What do I mean? Just this: consistently beating bad teams is precisely what good teams do.
Let's take a stroll over to Cold Hard Football Facts. They're doing the paywall thing this year so their 2011 "Quality Standings" aren't available, but last year's (and 2009's) will do to show you what I mean. The site's Quality Standings track teams' records against opponents who have winning records, and what they show is that even the best teams are somewhere around .500 against other good teams. There are exceptions, like the 2010 Patriots, but for the most part, making the playoffs isn't about beating the good teams regularly. It's about gorging on your schedule's turkeys.

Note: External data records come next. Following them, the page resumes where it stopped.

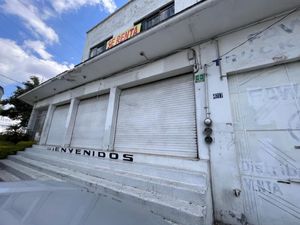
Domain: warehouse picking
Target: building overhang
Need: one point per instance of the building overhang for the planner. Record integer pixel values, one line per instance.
(197, 24)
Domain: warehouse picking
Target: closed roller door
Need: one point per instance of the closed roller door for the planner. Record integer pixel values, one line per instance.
(266, 113)
(58, 125)
(90, 121)
(158, 118)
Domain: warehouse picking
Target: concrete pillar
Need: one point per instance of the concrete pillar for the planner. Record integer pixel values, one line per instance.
(71, 121)
(47, 125)
(111, 118)
(32, 121)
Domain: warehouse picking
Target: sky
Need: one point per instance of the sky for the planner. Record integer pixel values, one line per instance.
(45, 37)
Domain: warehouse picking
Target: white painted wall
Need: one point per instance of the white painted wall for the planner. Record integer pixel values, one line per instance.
(125, 18)
(121, 21)
(277, 45)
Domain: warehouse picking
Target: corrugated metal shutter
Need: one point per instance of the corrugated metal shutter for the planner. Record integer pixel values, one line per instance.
(90, 121)
(158, 118)
(58, 125)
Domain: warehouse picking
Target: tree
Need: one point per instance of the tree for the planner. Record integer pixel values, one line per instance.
(18, 110)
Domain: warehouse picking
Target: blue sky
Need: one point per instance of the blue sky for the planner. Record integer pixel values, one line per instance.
(45, 37)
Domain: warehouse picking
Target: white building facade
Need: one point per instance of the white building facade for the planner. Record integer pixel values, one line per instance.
(152, 73)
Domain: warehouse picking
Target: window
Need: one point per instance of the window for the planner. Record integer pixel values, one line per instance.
(98, 49)
(157, 17)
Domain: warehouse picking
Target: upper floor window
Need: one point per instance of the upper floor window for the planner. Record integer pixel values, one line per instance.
(158, 16)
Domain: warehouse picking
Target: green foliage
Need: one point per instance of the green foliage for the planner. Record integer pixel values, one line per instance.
(20, 110)
(9, 148)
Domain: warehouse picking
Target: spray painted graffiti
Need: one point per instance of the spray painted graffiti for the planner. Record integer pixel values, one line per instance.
(270, 103)
(276, 41)
(260, 185)
(249, 167)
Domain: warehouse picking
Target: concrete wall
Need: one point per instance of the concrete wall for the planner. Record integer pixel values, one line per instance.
(125, 19)
(277, 45)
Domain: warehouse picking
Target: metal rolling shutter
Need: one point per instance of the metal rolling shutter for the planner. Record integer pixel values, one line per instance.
(58, 125)
(90, 121)
(158, 118)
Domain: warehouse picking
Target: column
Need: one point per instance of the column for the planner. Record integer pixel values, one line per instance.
(47, 125)
(32, 121)
(71, 121)
(111, 119)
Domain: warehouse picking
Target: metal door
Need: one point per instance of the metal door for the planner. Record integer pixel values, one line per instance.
(58, 125)
(266, 106)
(158, 118)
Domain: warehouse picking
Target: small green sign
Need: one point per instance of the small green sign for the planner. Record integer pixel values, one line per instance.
(199, 78)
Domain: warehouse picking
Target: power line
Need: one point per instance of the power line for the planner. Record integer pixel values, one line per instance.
(217, 61)
(7, 77)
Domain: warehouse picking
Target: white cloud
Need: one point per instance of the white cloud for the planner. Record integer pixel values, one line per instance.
(20, 65)
(32, 18)
(66, 5)
(38, 47)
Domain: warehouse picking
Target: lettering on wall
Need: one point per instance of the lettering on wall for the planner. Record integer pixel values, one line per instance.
(124, 36)
(93, 153)
(263, 186)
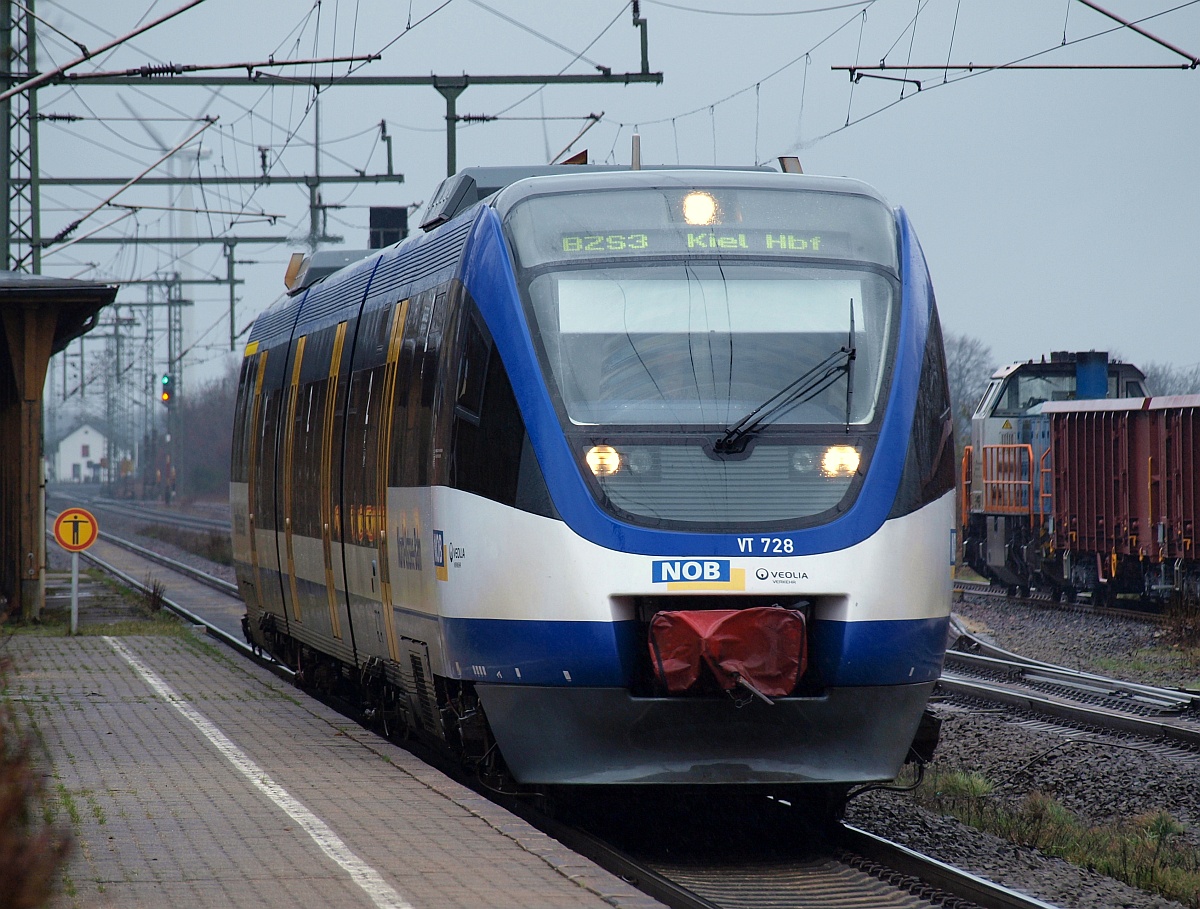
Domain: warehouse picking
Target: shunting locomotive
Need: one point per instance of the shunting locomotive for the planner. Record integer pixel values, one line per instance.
(613, 476)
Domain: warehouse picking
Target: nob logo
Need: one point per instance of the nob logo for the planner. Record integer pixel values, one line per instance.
(711, 570)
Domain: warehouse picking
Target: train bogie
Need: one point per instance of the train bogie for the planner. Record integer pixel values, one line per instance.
(472, 470)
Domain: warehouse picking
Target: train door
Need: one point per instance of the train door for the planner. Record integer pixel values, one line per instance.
(244, 474)
(369, 411)
(269, 395)
(287, 481)
(307, 491)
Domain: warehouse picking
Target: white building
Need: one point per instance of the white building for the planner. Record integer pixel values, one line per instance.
(78, 456)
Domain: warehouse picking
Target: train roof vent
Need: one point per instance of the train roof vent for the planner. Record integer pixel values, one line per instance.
(472, 185)
(319, 265)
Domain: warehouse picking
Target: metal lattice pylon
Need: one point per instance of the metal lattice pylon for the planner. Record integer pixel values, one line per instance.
(18, 134)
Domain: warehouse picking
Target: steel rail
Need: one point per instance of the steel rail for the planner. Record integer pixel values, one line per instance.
(211, 581)
(229, 640)
(960, 883)
(1062, 709)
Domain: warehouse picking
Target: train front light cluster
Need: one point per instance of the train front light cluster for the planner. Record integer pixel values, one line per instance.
(605, 461)
(833, 462)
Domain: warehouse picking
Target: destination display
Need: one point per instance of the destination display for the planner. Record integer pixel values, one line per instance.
(705, 240)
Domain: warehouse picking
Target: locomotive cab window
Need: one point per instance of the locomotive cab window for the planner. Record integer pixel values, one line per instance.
(712, 354)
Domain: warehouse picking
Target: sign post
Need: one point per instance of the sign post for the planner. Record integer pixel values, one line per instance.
(75, 530)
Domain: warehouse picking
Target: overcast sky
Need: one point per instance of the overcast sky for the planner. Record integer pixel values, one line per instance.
(1057, 209)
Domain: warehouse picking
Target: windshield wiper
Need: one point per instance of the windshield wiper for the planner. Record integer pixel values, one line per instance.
(804, 387)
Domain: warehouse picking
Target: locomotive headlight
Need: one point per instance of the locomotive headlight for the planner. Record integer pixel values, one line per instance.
(700, 209)
(603, 459)
(840, 461)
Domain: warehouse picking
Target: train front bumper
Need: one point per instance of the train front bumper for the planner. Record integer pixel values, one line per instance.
(564, 735)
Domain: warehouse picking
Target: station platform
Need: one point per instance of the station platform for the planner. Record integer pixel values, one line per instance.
(192, 778)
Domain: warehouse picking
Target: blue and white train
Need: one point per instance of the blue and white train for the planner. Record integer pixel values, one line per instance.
(613, 476)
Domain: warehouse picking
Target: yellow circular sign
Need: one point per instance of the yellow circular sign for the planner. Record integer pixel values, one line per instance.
(76, 529)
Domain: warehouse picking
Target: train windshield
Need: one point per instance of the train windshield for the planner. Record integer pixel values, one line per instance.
(677, 307)
(705, 344)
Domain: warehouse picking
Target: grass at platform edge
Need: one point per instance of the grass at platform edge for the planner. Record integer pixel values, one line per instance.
(1145, 852)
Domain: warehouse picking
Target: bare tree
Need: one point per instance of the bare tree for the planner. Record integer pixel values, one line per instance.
(969, 366)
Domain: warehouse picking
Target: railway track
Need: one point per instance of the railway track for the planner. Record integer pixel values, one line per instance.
(979, 670)
(858, 870)
(143, 512)
(1053, 601)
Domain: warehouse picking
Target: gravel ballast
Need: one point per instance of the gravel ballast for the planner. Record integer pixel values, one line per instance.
(1097, 776)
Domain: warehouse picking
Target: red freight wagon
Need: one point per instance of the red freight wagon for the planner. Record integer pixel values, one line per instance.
(1122, 477)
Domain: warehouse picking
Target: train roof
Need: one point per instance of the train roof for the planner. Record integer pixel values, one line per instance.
(472, 185)
(1063, 362)
(1159, 402)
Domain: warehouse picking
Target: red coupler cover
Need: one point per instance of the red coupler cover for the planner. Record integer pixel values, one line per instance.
(765, 645)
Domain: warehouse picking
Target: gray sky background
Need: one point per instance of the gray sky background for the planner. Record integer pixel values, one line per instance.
(1057, 209)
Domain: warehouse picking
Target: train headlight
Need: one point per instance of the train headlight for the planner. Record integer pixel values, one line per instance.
(840, 461)
(700, 209)
(603, 459)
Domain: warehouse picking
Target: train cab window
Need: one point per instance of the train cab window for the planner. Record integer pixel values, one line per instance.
(469, 390)
(703, 344)
(1020, 393)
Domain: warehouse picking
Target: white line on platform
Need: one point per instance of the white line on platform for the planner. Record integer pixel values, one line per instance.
(363, 874)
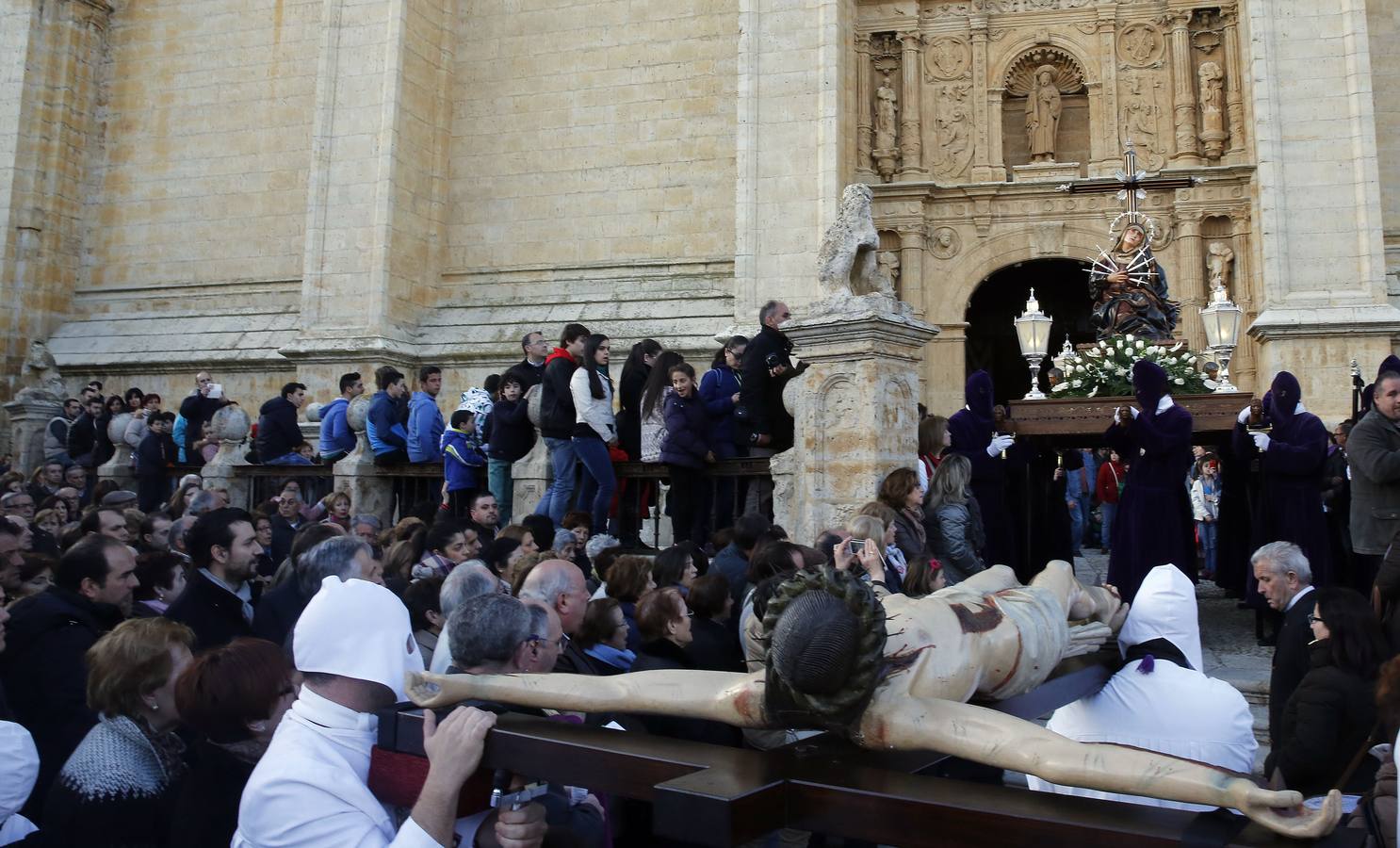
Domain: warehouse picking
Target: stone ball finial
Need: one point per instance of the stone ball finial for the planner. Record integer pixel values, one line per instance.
(357, 413)
(230, 424)
(117, 427)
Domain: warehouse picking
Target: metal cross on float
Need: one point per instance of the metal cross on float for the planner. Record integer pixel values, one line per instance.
(1131, 185)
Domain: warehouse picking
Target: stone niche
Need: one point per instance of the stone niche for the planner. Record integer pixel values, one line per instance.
(1059, 74)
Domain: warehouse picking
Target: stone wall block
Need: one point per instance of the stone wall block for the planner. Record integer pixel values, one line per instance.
(855, 415)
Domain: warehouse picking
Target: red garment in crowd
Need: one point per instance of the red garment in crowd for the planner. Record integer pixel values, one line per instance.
(1106, 487)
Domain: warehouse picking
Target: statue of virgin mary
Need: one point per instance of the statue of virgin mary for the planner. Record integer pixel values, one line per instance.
(1129, 290)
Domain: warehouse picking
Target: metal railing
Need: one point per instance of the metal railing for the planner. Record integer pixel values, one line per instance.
(726, 484)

Take last year's Baltimore Ravens and Pittsburgh Steelers teams. Both finished 12-4 and made the postseason. But they didn't get there by beating the good teams. Each played seven games against teams that ended the regular season with winning records. Baltimore went 4-3 in those games, and Pittsburgh was a losing 3-4. However, against teams that finished 7-9 or worse, they were 8-1 and 9-0 respectively.
Of course, you never hear anyone talk about soft schedules when it comes to teams like Baltimore or Pittsburgh. It only happens in situations like this years' Bengals, when a team that was expected to be bad, or has traditionally not won suddenly racks up some wins. When that happens, it's a "soft schedule." When the Steelers or Ravens do it, it's "taking care of business." And that's the fundamental misunderstanding I'm talking about: winning against a "soft schedule" and "taking care of business" are the same thing.
Right now, the Bengals are .500 against "quality" teams and 4-1 against the gobblers. That's taking care of business. And taking care of business is what good teams do.